Conversely, if members of a corporate group are neither substantially financially interdependent nor engaged in "common enterprise," then the loans to different members are separately subject to a twenty percent limitation. In no event may the total amount of loans or extensions of credit by a state bank to a corporate group exceed fifty percent of the bank's capital and surplus.

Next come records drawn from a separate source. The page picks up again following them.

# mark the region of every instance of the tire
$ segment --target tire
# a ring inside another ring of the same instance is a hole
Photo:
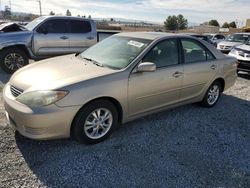
[[[0,66],[8,74],[12,74],[29,63],[23,50],[8,48],[0,52]]]
[[[222,93],[222,85],[219,81],[214,81],[208,88],[201,105],[204,107],[213,107],[218,102]]]
[[[100,110],[99,116],[98,110]],[[109,119],[104,118],[105,115]],[[77,113],[71,130],[72,136],[78,142],[96,144],[108,138],[117,127],[118,112],[115,105],[108,100],[96,100]]]

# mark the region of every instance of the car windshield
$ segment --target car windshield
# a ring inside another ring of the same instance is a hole
[[[123,69],[150,43],[151,40],[114,35],[90,47],[80,57],[98,65]]]
[[[226,41],[229,42],[241,42],[245,43],[249,39],[250,35],[245,35],[245,34],[234,34],[234,35],[229,35],[226,39]]]
[[[212,39],[212,38],[213,38],[213,35],[206,35],[206,37],[207,37],[208,39]]]
[[[42,17],[39,17],[39,18],[36,18],[34,19],[33,21],[31,21],[30,23],[28,23],[26,26],[24,26],[26,29],[30,30],[30,31],[33,31],[33,29],[38,25],[40,24],[43,20],[45,20],[46,17],[45,16],[42,16]]]
[[[250,39],[246,42],[246,45],[250,46]]]

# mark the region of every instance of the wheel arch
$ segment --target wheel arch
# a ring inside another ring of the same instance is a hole
[[[225,89],[225,80],[223,78],[219,77],[219,78],[216,78],[213,82],[216,82],[216,81],[221,83],[221,87],[222,87],[221,89],[222,89],[222,92],[223,92],[224,89]]]
[[[24,44],[16,44],[16,45],[11,45],[11,46],[6,46],[3,49],[1,49],[1,51],[6,50],[6,49],[19,49],[22,50],[28,58],[31,58],[31,54],[29,53],[29,50],[27,48],[27,46],[25,46]]]

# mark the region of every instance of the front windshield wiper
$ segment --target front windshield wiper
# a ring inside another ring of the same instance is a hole
[[[92,62],[94,65],[99,66],[99,67],[107,67],[107,68],[110,68],[110,69],[113,69],[113,70],[120,70],[120,69],[117,68],[117,67],[99,63],[99,62],[97,62],[97,61],[95,61],[95,60],[93,60],[93,59],[91,59],[91,58],[87,58],[87,57],[82,57],[82,58],[85,59],[85,60],[87,60],[87,61]]]
[[[98,63],[97,61],[91,59],[91,58],[87,58],[87,57],[83,57],[83,59],[87,60],[87,61],[91,61],[94,65],[97,65],[99,67],[103,67],[103,64]]]

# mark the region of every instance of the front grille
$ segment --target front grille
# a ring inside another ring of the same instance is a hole
[[[13,85],[10,86],[10,91],[11,91],[11,94],[12,94],[14,97],[18,97],[19,95],[21,95],[21,94],[23,93],[23,90],[18,89],[18,88],[16,88],[16,87],[13,86]]]

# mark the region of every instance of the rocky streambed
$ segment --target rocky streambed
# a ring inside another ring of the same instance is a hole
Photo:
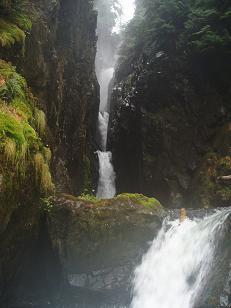
[[[62,194],[46,205],[4,307],[128,304],[134,267],[165,216],[162,205],[138,194],[100,201]]]

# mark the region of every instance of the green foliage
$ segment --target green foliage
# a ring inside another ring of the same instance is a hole
[[[78,199],[81,200],[81,201],[87,201],[87,202],[90,202],[90,203],[97,203],[97,202],[99,202],[98,198],[96,198],[94,195],[89,194],[87,191],[82,193],[78,197]]]
[[[53,208],[51,198],[40,199],[40,210],[42,213],[50,213]]]
[[[213,68],[217,80],[231,71],[230,1],[139,0],[124,35],[122,63],[142,54],[157,63],[159,54],[158,62],[175,71]]]
[[[33,181],[34,174],[37,188],[47,194],[54,185],[49,170],[51,152],[40,138],[45,126],[44,113],[35,107],[25,79],[12,65],[0,60],[1,164],[12,170],[12,184],[25,177]]]
[[[142,205],[148,208],[161,207],[160,202],[155,198],[148,198],[141,194],[124,193],[116,197],[118,200],[131,200],[134,204]]]

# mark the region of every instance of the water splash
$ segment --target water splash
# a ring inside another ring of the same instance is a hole
[[[109,113],[106,111],[103,113],[99,112],[98,129],[99,129],[99,134],[100,134],[102,151],[106,151],[106,148],[107,148],[108,121],[109,121]]]
[[[111,152],[97,151],[99,157],[99,183],[97,198],[109,199],[116,194],[115,171],[112,165]]]
[[[135,270],[131,307],[196,307],[230,213],[231,208],[222,209],[182,224],[167,218]]]

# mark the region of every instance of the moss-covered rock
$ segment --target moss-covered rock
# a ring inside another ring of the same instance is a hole
[[[33,220],[29,213],[38,211],[40,196],[54,189],[38,112],[26,80],[0,60],[0,234],[17,209],[28,207]]]
[[[90,270],[102,263],[132,258],[139,245],[145,246],[146,240],[152,239],[165,213],[156,199],[138,194],[108,200],[60,195],[52,204],[50,235],[69,273],[81,270],[81,266]]]

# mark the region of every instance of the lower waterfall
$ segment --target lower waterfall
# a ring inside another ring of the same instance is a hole
[[[135,270],[131,307],[201,307],[197,301],[210,280],[230,213],[231,208],[221,209],[203,218],[187,218],[181,224],[179,219],[166,218]]]

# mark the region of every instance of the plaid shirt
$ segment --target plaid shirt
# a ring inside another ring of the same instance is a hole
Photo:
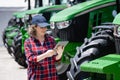
[[[52,37],[45,35],[43,45],[39,40],[30,37],[25,43],[25,55],[28,62],[28,80],[58,80],[55,68],[55,56],[45,58],[37,62],[37,56],[53,49],[55,41]]]

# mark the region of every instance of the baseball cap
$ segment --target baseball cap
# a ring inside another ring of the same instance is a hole
[[[47,20],[42,15],[35,15],[32,18],[31,24],[36,24],[39,27],[47,27],[50,26],[50,24],[47,23]]]

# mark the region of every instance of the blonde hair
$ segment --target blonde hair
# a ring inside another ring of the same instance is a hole
[[[37,27],[37,25],[30,25],[30,26],[28,27],[28,34],[29,34],[30,36],[35,37],[35,36],[37,35],[36,27]]]

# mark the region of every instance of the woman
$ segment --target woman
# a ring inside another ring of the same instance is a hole
[[[28,80],[58,80],[55,61],[61,58],[63,48],[53,49],[55,41],[46,34],[49,24],[42,15],[34,16],[31,23],[30,38],[24,43]]]

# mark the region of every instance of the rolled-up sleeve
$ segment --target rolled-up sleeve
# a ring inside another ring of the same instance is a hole
[[[25,56],[28,62],[35,62],[37,63],[37,54],[35,54],[31,47],[30,47],[30,42],[27,40],[24,43],[24,49],[25,49]]]

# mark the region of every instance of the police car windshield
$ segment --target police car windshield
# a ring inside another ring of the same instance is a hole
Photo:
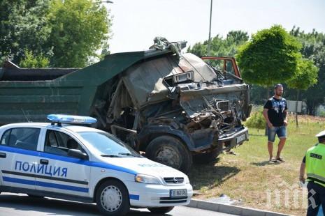
[[[80,132],[78,134],[103,157],[141,157],[130,146],[105,132]]]

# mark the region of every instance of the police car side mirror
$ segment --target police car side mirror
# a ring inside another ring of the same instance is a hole
[[[83,153],[79,149],[69,149],[68,151],[68,156],[77,157],[82,160],[88,160],[88,155]]]

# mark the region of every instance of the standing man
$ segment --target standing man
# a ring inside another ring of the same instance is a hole
[[[317,215],[319,206],[325,215],[325,130],[316,135],[318,144],[307,151],[300,167],[300,181],[305,183],[305,169],[307,171],[308,189],[308,216]]]
[[[263,116],[268,124],[268,150],[270,162],[285,162],[280,157],[281,151],[284,146],[287,139],[286,127],[288,124],[287,120],[287,100],[282,97],[283,86],[282,84],[276,84],[274,86],[274,95],[268,100],[264,105]],[[277,146],[277,153],[275,158],[273,157],[273,142],[275,134],[280,139]]]

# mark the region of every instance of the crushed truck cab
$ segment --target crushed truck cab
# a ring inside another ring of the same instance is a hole
[[[37,77],[13,64],[1,68],[0,123],[41,121],[50,112],[91,116],[93,127],[184,172],[193,160],[215,160],[248,140],[242,121],[250,113],[249,88],[233,58],[200,58],[181,52],[185,42],[154,42],[59,75],[57,68],[29,69],[47,70]]]

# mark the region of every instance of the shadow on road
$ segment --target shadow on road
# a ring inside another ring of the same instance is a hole
[[[0,206],[26,212],[26,215],[33,212],[44,213],[44,215],[101,215],[95,204],[83,203],[48,198],[32,198],[27,195],[0,194]],[[39,214],[38,214],[39,215]],[[131,209],[127,215],[161,215]],[[171,215],[166,214],[164,215]]]
[[[207,164],[193,164],[188,176],[194,190],[200,190],[202,187],[207,187],[208,189],[216,187],[240,171],[240,169],[231,166],[215,166],[218,160],[217,158],[217,162]]]

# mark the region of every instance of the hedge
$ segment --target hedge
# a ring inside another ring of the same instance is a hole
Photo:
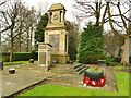
[[[37,60],[38,53],[37,52],[14,52],[13,53],[13,61],[24,61],[34,59]],[[9,52],[2,52],[2,61],[8,62],[10,60]]]

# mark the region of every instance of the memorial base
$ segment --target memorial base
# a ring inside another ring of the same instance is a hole
[[[69,54],[51,54],[51,62],[66,64],[69,62]]]

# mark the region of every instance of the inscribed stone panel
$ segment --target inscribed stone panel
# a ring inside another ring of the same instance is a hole
[[[49,35],[49,44],[52,45],[52,51],[59,51],[59,34]]]

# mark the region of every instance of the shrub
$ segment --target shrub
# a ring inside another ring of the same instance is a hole
[[[10,59],[10,53],[9,52],[2,52],[2,61],[9,61]]]
[[[96,63],[98,59],[105,57],[103,29],[98,25],[87,24],[81,34],[76,61],[81,63]]]

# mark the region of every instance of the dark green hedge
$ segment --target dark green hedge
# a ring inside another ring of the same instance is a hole
[[[13,61],[23,61],[34,59],[37,60],[38,53],[37,52],[14,52],[13,53]],[[8,62],[10,60],[9,52],[2,52],[2,61]]]

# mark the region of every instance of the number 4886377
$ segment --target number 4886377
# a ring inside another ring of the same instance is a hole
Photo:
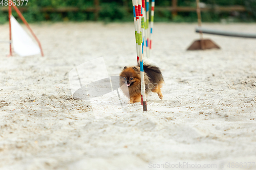
[[[0,0],[1,1],[1,0]],[[22,6],[23,5],[23,3],[24,3],[25,1],[27,1],[26,3],[26,4],[24,4],[25,6],[27,6],[27,4],[28,4],[28,2],[29,2],[29,0],[2,0],[1,3],[0,3],[0,5],[2,5],[2,6],[20,6],[20,5]]]

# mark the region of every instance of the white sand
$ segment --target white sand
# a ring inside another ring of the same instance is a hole
[[[204,25],[256,30],[255,24]],[[8,45],[0,44],[1,169],[147,169],[188,162],[216,163],[216,169],[222,162],[230,169],[228,162],[256,162],[256,40],[205,35],[222,50],[187,52],[199,37],[196,26],[156,23],[152,58],[164,76],[164,99],[152,93],[148,112],[132,104],[128,113],[101,119],[89,103],[69,98],[68,73],[99,57],[111,75],[136,64],[133,23],[32,25],[44,58],[8,58]],[[0,32],[8,39],[8,25]]]

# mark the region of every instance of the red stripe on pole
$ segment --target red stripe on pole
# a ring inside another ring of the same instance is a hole
[[[12,6],[9,6],[9,29],[10,31],[10,56],[12,55],[12,43],[11,41],[12,40],[12,30],[11,30],[11,16],[12,15]]]
[[[142,96],[142,94],[141,94],[141,105],[143,105],[143,98]]]
[[[141,16],[141,6],[138,5],[138,11],[139,11],[139,16]]]
[[[137,17],[139,16],[139,12],[138,11],[138,6],[135,6],[135,13],[136,14],[136,19],[138,19],[139,18],[137,18]]]
[[[17,7],[16,6],[12,5],[12,6],[13,7],[13,8],[14,8],[14,9],[15,10],[16,12],[17,12],[17,13],[19,15],[20,19],[22,19],[23,22],[27,26],[27,28],[28,28],[28,29],[29,29],[29,30],[30,31],[32,36],[34,37],[34,38],[35,39],[36,41],[38,43],[39,47],[40,48],[40,50],[41,50],[41,55],[42,55],[42,57],[44,56],[44,53],[42,52],[42,47],[41,46],[41,43],[40,43],[40,41],[37,39],[37,37],[36,37],[36,36],[33,32],[32,30],[31,29],[31,28],[29,26],[29,23],[28,23],[27,20],[26,20],[26,19],[24,18],[23,15],[22,15],[22,13],[20,12],[20,11],[19,11],[18,8],[17,8]]]

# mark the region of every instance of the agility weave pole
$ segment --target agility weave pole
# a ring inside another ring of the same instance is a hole
[[[9,4],[8,4],[9,5]],[[11,31],[11,16],[12,16],[12,6],[9,5],[8,7],[8,15],[9,15],[9,40],[10,40],[10,54],[9,56],[12,56],[12,31]]]
[[[135,9],[136,18],[136,22],[135,22],[135,36],[138,38],[138,50],[139,50],[139,64],[140,67],[140,81],[141,81],[141,104],[143,107],[143,111],[147,111],[146,107],[146,91],[145,89],[145,81],[144,79],[144,70],[143,70],[143,54],[142,53],[142,34],[141,31],[142,30],[142,27],[143,26],[144,23],[142,23],[142,16],[143,13],[141,13],[142,9],[142,1],[141,0],[139,0],[137,2],[137,0],[132,0],[133,1],[133,8]],[[142,16],[143,17],[143,16]],[[143,21],[143,20],[142,20]],[[137,29],[136,29],[137,28]],[[137,35],[136,35],[137,31]],[[137,41],[136,41],[137,42]]]
[[[12,2],[12,0],[9,0],[9,2],[11,2],[11,5],[9,6],[9,29],[10,29],[10,41],[11,41],[11,39],[11,39],[11,26],[10,18],[11,18],[11,16],[12,16],[11,6],[12,6],[13,8],[14,8],[14,10],[16,11],[16,12],[17,12],[18,16],[19,16],[19,17],[22,19],[22,20],[23,21],[23,22],[26,25],[26,26],[27,27],[28,29],[29,30],[29,31],[30,31],[30,33],[31,33],[32,36],[34,37],[34,38],[35,38],[36,42],[37,42],[37,43],[38,44],[39,47],[40,48],[40,50],[41,51],[41,55],[42,56],[42,57],[44,57],[44,52],[42,52],[42,47],[41,46],[41,43],[40,43],[40,41],[39,41],[38,39],[37,38],[37,37],[36,37],[35,34],[33,32],[32,30],[31,29],[31,28],[29,26],[29,23],[28,23],[28,22],[27,21],[26,19],[24,18],[24,17],[23,16],[23,15],[22,15],[20,11],[19,11],[18,8],[17,8],[17,7],[16,6],[13,5],[13,3]],[[9,5],[9,4],[8,4],[8,5]],[[12,56],[12,51],[11,51],[12,49],[11,49],[11,48],[12,48],[11,42],[10,42],[10,56]]]
[[[155,15],[155,0],[151,2],[151,20],[150,22],[150,53],[152,49],[152,38],[154,27],[154,16]]]
[[[146,40],[146,55],[147,58],[150,58],[150,48],[149,48],[149,37],[150,37],[150,29],[149,21],[150,21],[150,0],[146,0],[146,21],[145,22],[145,39]]]

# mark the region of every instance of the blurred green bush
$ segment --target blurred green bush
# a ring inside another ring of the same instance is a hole
[[[208,7],[216,5],[228,6],[243,6],[247,11],[243,12],[203,12],[203,21],[218,22],[225,19],[230,22],[252,22],[256,21],[256,0],[201,0]],[[50,20],[52,21],[82,21],[93,20],[95,14],[92,12],[40,12],[39,9],[45,7],[61,8],[77,7],[86,9],[94,7],[94,0],[29,0],[27,3],[28,11],[23,15],[29,22]],[[170,6],[171,0],[156,0],[156,9],[158,6]],[[178,0],[178,6],[196,7],[196,0]],[[132,21],[132,1],[130,0],[100,0],[100,10],[98,20],[105,22],[111,21]],[[8,21],[8,13],[1,10],[0,24]],[[23,7],[25,7],[24,5]],[[15,12],[13,15],[17,16]],[[179,12],[178,15],[173,17],[168,11],[156,11],[155,21],[196,22],[195,12]]]

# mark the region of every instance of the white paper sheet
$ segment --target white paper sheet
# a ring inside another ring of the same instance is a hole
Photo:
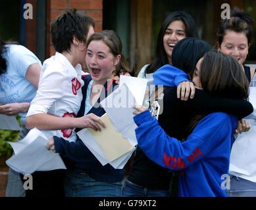
[[[20,141],[9,142],[15,154],[6,163],[22,174],[66,169],[59,155],[46,148],[47,142],[47,139],[40,131],[36,128],[30,130]]]
[[[136,104],[138,104],[126,83],[119,86],[101,102],[116,131],[121,133],[122,137],[127,138],[132,146],[130,152],[123,154],[117,158],[114,159],[107,158],[105,151],[101,148],[94,136],[88,132],[88,129],[83,129],[77,133],[84,144],[103,165],[109,163],[115,169],[122,169],[135,150],[137,139],[134,130],[137,125],[133,119],[134,116],[133,112],[135,110],[132,108],[132,106]]]
[[[15,116],[0,114],[0,130],[20,131],[20,127]]]
[[[150,78],[150,75],[149,77]],[[141,106],[143,104],[147,82],[148,79],[147,79],[120,75],[119,85],[124,83],[126,84],[138,102],[138,105]]]
[[[101,102],[117,131],[122,131],[134,123],[132,107],[136,104],[134,97],[126,84],[123,84]]]
[[[115,130],[107,114],[101,118],[106,128],[103,128],[101,131],[95,131],[91,128],[88,130],[93,136],[105,156],[112,161],[132,150],[132,146],[126,138],[123,138],[122,133]]]
[[[105,165],[109,163],[101,148],[95,142],[93,136],[88,129],[82,129],[76,133],[76,134],[102,165]]]
[[[240,134],[232,146],[230,173],[256,182],[256,123],[248,121],[251,129]]]

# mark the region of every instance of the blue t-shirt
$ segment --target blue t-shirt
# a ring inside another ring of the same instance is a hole
[[[0,103],[30,102],[36,89],[25,77],[28,67],[41,61],[30,51],[22,45],[7,45],[3,54],[7,69],[0,75]],[[26,113],[20,113],[22,124],[25,124]]]

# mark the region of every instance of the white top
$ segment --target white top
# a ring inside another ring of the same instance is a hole
[[[38,89],[27,117],[42,113],[75,117],[80,107],[83,85],[81,65],[74,68],[64,56],[56,52],[43,64]],[[76,139],[74,129],[42,131],[48,138],[57,136],[71,142]]]
[[[0,103],[30,102],[36,96],[36,89],[26,79],[28,68],[30,65],[41,61],[25,47],[7,45],[3,53],[6,59],[7,68],[0,75]],[[21,123],[25,124],[26,113],[20,113]]]

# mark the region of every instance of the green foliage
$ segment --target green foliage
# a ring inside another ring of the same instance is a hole
[[[20,125],[20,117],[16,117]],[[7,142],[15,142],[18,136],[18,131],[0,130],[0,156],[11,156],[13,148]]]
[[[0,130],[0,156],[12,154],[13,148],[7,141],[14,142],[18,136],[18,131]]]

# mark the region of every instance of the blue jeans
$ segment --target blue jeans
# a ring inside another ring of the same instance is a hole
[[[122,190],[122,196],[124,197],[168,197],[169,196],[169,190],[150,190],[128,180],[125,182]]]
[[[66,197],[121,196],[122,182],[97,181],[80,169],[68,169],[64,180]]]
[[[231,175],[229,197],[256,197],[256,182]]]
[[[29,130],[24,125],[22,127],[18,140],[20,140],[26,136]],[[7,186],[6,188],[6,197],[25,197],[25,190],[23,182],[20,178],[20,173],[16,173],[12,169],[9,169],[8,174]]]

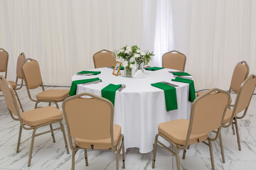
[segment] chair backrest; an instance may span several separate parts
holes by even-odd
[[[21,72],[28,89],[33,89],[43,84],[38,62],[28,58],[21,67]]]
[[[168,69],[184,71],[186,57],[184,54],[174,50],[163,55],[162,67]]]
[[[0,48],[0,72],[5,72],[5,78],[7,76],[9,54],[3,48]]]
[[[235,98],[232,118],[248,108],[255,86],[256,76],[254,74],[249,76],[241,84]]]
[[[230,90],[238,94],[242,83],[248,76],[249,69],[249,66],[245,61],[240,62],[236,64],[232,76]]]
[[[188,142],[191,135],[208,133],[221,127],[230,98],[228,92],[218,89],[196,98],[191,106]]]
[[[16,75],[18,79],[22,79],[21,67],[23,63],[25,62],[26,56],[24,53],[21,52],[17,60],[17,67],[16,67]]]
[[[81,98],[84,96],[90,98]],[[82,93],[66,98],[63,110],[69,137],[92,140],[111,137],[114,148],[114,106],[110,101]]]
[[[93,55],[93,62],[95,69],[114,66],[115,55],[107,50],[100,50]]]
[[[1,75],[0,76],[0,86],[3,91],[4,99],[6,102],[9,110],[14,115],[19,117],[19,107],[17,99],[15,96],[14,91],[11,84]]]

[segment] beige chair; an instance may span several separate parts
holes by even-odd
[[[81,98],[87,96],[89,98]],[[124,142],[121,127],[113,124],[114,106],[108,100],[96,95],[82,93],[65,99],[63,110],[66,121],[70,147],[72,149],[72,169],[75,169],[75,154],[78,149],[111,149],[116,154],[116,169],[122,149],[122,168],[124,169]]]
[[[40,102],[49,103],[49,106],[51,103],[54,103],[58,108],[57,102],[63,101],[70,96],[68,90],[44,89],[39,64],[36,60],[31,58],[26,59],[22,65],[21,72],[25,80],[28,97],[32,101],[36,102],[35,108],[38,107],[38,103]],[[42,86],[43,91],[36,96],[36,99],[33,99],[31,97],[30,90],[40,86]]]
[[[22,64],[23,63],[23,62],[25,61],[26,57],[24,53],[21,52],[18,57],[17,60],[17,66],[16,66],[16,81],[8,81],[9,82],[9,84],[11,84],[11,87],[13,88],[13,89],[14,90],[15,94],[17,96],[17,99],[19,103],[19,106],[21,108],[22,112],[23,112],[23,109],[22,108],[22,105],[21,103],[21,101],[19,99],[19,97],[18,96],[18,93],[17,93],[17,90],[19,90],[22,88],[23,86],[23,79],[22,76],[22,74],[21,74],[21,66]],[[19,87],[18,86],[18,79],[21,79],[21,86]],[[0,91],[1,91],[1,88],[0,88]],[[0,96],[3,96],[2,95],[1,95]]]
[[[249,76],[241,84],[238,91],[238,95],[235,98],[233,108],[228,108],[224,118],[223,125],[223,128],[228,128],[231,125],[235,125],[239,150],[241,150],[241,145],[239,137],[238,119],[242,119],[245,116],[253,92],[255,89],[255,86],[256,76],[252,74]],[[239,113],[242,113],[242,111],[243,113],[242,115],[238,115]],[[221,149],[223,162],[224,163],[225,157],[221,135],[220,135],[220,145]]]
[[[115,55],[111,51],[102,50],[93,55],[95,69],[115,65]]]
[[[9,54],[3,48],[0,48],[0,72],[5,72],[4,77],[7,77]]]
[[[215,93],[212,93],[213,91]],[[212,169],[215,169],[211,142],[218,139],[219,136],[230,98],[228,92],[213,89],[193,102],[189,120],[179,119],[159,124],[159,133],[156,135],[154,146],[152,168],[155,166],[157,143],[175,154],[177,169],[179,170],[178,149],[185,151],[184,159],[186,149],[190,144],[202,142],[209,147]],[[216,135],[211,138],[209,133],[216,129]],[[159,142],[159,136],[170,142],[175,150],[170,149]],[[208,142],[205,140],[208,140]]]
[[[171,51],[163,55],[162,67],[168,69],[184,71],[186,57],[178,51]]]
[[[31,166],[31,163],[32,152],[35,137],[48,132],[51,132],[53,142],[55,142],[53,131],[61,130],[63,134],[66,150],[68,154],[69,154],[67,140],[65,135],[64,126],[61,121],[63,117],[62,111],[55,107],[47,106],[45,108],[41,108],[20,113],[14,89],[11,88],[11,84],[4,79],[3,76],[0,76],[0,86],[3,91],[4,96],[7,103],[7,107],[9,110],[11,117],[14,120],[18,120],[21,123],[17,144],[17,152],[18,152],[19,151],[22,128],[25,130],[33,130],[31,144],[28,157],[28,166]],[[53,129],[52,124],[55,123],[60,123],[60,127]],[[36,131],[37,130],[37,129],[49,125],[50,127],[50,130],[36,134]]]

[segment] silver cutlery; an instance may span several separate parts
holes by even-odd
[[[180,78],[187,79],[193,79],[193,78],[187,77],[187,76],[176,76],[176,75],[174,75],[174,77],[180,77]]]
[[[118,91],[119,91],[119,92],[121,92],[121,91],[122,91],[125,87],[126,87],[125,84],[123,84],[122,85],[122,86],[118,89]]]
[[[84,86],[84,85],[92,84],[97,84],[97,83],[100,83],[100,80],[96,80],[96,81],[91,81],[91,82],[82,84],[81,85]]]
[[[85,73],[85,74],[77,73],[77,74],[75,74],[75,75],[78,75],[78,76],[91,76],[92,74],[93,74],[93,73]]]
[[[169,82],[167,82],[167,81],[160,81],[160,82],[164,83],[164,84],[168,84],[168,85],[169,85],[169,86],[171,86],[178,87],[178,85],[176,85],[176,84],[171,84],[171,83],[169,83]]]

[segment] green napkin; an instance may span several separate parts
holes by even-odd
[[[82,80],[75,80],[72,82],[71,87],[70,89],[69,94],[70,96],[74,96],[76,94],[76,89],[77,86],[79,84],[85,84],[89,83],[92,81],[95,81],[97,80],[100,80],[98,77],[94,78],[94,79],[82,79]]]
[[[188,101],[193,102],[196,99],[195,86],[193,84],[193,80],[183,79],[181,77],[176,77],[175,79],[171,79],[171,80],[175,81],[189,84]]]
[[[112,66],[112,67],[112,67],[112,68],[114,69],[114,66]],[[121,70],[121,69],[124,69],[124,67],[121,66],[120,70]]]
[[[122,84],[114,85],[110,84],[102,89],[102,97],[110,100],[114,106],[115,92],[122,86]]]
[[[176,76],[191,76],[191,74],[186,72],[173,72],[173,74]]]
[[[178,108],[177,96],[175,87],[164,83],[155,83],[151,84],[151,85],[164,90],[167,111]]]
[[[146,68],[146,70],[149,70],[149,71],[156,71],[161,69],[164,69],[164,67],[153,67]]]
[[[100,72],[82,71],[78,72],[78,74],[91,74],[91,73],[92,73],[92,75],[97,75],[100,74]]]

(3) For purposes of this section, a corporation or a limited liability company is a subsidiary of a person if the person owns or beneficially owns, directly or indirectly, more than fifty percent of the voting securities or voting interests of the corporation or limited liability company.
[Statutory Authority: RCW
30.04.030,
30.04.111,
30.04.215,
30.08.140,
32.08.157,
43.320.040, and
43.320.050 and Section 611 of the Dodd-Frank Wall Street Reform and Consumer Protection Act (codified as section 18(y) of the Federal Deposit Insurance Act, 12 U.S.C. §1828(y)), which takes effect January 21, 2013. WSR 13-03-037, § 208-512A-130, filed 1/8/13, effective 2/8/13.]